Director: Bruce Beresford
Crude, lewd and loose in Britain. Ocker innocent Barry McKenzie attends the reading of a will after his not so beloved dad slips off the perch. One of the conditions of Barry's inheritance is that he makes a trek to the 'Old Country' to get in touch with his British roots. None too keen on flamin' Poms' (or too many other nationalities for that matter), Barry packs a suitcase with Fosters and ice and jets to merry old England in the company of his aunt Edna (Barry Humphries). He then embarks upon a screamingly funny round of ludicrous, lascivious and liquored-up hijinks. MIFF's 50th anniversary provides an excellent opportunity to introduce an Australia comedy milestone to a new audience.

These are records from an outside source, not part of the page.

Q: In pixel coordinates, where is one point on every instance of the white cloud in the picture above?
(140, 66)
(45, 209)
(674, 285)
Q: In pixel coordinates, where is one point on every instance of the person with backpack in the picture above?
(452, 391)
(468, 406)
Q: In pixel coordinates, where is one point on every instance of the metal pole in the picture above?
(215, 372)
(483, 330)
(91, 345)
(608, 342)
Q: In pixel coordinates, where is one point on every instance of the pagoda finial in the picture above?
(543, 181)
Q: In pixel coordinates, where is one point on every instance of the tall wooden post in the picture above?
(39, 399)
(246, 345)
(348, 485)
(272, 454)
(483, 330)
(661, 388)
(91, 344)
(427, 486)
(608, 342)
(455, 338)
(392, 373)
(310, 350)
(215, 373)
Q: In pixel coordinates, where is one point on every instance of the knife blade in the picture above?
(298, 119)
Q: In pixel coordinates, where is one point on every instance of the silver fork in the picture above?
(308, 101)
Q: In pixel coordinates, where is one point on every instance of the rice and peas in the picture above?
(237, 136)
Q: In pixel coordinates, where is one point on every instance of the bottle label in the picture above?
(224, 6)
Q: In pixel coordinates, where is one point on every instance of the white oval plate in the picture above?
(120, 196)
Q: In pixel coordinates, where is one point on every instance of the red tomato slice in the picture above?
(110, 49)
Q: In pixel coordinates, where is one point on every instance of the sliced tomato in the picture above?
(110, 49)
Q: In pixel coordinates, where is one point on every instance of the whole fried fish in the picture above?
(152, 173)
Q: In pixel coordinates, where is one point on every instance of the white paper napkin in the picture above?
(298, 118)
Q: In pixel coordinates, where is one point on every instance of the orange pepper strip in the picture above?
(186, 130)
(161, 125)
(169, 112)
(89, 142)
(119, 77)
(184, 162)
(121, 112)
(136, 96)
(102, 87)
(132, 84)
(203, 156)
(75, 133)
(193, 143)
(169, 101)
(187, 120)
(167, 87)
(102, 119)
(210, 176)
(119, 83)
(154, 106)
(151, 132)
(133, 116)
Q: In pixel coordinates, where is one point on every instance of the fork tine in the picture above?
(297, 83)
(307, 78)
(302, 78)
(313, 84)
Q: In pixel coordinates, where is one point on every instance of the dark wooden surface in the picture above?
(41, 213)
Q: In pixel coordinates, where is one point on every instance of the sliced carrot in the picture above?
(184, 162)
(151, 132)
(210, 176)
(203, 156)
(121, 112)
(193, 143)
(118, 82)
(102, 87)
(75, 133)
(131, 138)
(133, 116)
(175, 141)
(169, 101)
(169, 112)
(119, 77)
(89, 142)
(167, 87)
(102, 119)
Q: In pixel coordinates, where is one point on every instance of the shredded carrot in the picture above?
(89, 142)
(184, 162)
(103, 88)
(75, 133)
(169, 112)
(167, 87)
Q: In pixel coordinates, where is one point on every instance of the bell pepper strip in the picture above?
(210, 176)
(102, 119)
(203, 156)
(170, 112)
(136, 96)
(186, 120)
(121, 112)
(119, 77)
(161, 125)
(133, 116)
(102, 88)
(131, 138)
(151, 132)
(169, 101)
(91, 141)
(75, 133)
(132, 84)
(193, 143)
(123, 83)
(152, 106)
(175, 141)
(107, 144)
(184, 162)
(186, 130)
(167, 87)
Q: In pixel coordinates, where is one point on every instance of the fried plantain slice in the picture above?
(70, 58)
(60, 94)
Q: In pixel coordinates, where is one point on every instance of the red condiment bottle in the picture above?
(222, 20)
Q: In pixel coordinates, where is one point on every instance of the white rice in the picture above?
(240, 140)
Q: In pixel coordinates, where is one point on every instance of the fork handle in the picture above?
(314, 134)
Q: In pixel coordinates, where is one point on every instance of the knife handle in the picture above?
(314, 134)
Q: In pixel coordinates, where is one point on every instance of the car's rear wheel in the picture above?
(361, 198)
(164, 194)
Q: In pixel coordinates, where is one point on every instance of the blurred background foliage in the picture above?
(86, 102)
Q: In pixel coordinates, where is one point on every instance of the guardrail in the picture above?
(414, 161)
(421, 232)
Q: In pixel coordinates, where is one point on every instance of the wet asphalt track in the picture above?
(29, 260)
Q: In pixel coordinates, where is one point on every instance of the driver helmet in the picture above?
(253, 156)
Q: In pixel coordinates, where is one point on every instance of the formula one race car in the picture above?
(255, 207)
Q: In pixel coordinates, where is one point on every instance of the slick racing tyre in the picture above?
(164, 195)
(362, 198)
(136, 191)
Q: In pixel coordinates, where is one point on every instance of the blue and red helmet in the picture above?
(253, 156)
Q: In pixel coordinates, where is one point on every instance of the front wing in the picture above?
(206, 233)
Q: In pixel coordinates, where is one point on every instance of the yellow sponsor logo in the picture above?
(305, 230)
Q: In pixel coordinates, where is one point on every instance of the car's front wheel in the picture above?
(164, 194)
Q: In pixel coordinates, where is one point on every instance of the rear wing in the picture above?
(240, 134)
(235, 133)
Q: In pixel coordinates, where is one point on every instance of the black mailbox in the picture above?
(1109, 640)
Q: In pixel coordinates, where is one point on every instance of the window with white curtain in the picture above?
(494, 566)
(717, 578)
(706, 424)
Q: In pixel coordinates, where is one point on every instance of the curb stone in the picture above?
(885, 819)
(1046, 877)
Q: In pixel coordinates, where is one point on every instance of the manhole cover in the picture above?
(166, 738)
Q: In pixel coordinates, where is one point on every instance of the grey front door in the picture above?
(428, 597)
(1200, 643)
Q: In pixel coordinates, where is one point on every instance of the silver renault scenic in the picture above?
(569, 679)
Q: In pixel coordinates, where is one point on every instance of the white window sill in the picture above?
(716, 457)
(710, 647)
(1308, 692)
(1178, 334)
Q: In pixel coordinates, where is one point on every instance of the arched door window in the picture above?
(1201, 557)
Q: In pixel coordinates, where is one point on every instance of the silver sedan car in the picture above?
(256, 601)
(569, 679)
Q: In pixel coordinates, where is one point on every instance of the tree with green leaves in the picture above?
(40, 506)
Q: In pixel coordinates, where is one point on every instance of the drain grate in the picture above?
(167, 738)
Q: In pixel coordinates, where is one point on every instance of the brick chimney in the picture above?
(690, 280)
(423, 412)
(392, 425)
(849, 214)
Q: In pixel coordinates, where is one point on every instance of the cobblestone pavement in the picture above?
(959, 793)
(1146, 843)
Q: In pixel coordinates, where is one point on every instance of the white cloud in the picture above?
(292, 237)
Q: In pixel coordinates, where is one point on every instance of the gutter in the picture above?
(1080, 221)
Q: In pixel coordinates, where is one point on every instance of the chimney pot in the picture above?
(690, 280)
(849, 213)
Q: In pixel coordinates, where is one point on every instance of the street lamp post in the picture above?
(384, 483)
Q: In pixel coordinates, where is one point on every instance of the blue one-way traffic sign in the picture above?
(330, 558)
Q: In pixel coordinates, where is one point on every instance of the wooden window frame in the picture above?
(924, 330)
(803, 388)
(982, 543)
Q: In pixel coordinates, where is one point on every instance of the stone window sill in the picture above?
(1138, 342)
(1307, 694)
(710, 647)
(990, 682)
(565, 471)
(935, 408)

Politically incorrect in the extreme, The Adventures of Barry McKenzie. made in 1972 is a time-capsule of outmoded Aussie attitudes, exaggerated beyond belief by Barry Humphries and director Bruce Beresford. Some of the outrageous language and bogus Australian sayings that Humphries coined remain in use today.
Barry has two things on his mind—if he can possibly combine sex and drinking, he figures he's made it to bloke heaven. Spike Milligan, Peter Cook, Julie Covington and a who's who of Australian cinema, star in this outrageous, vulgar, still fresh and wonderfully funny comic sensation.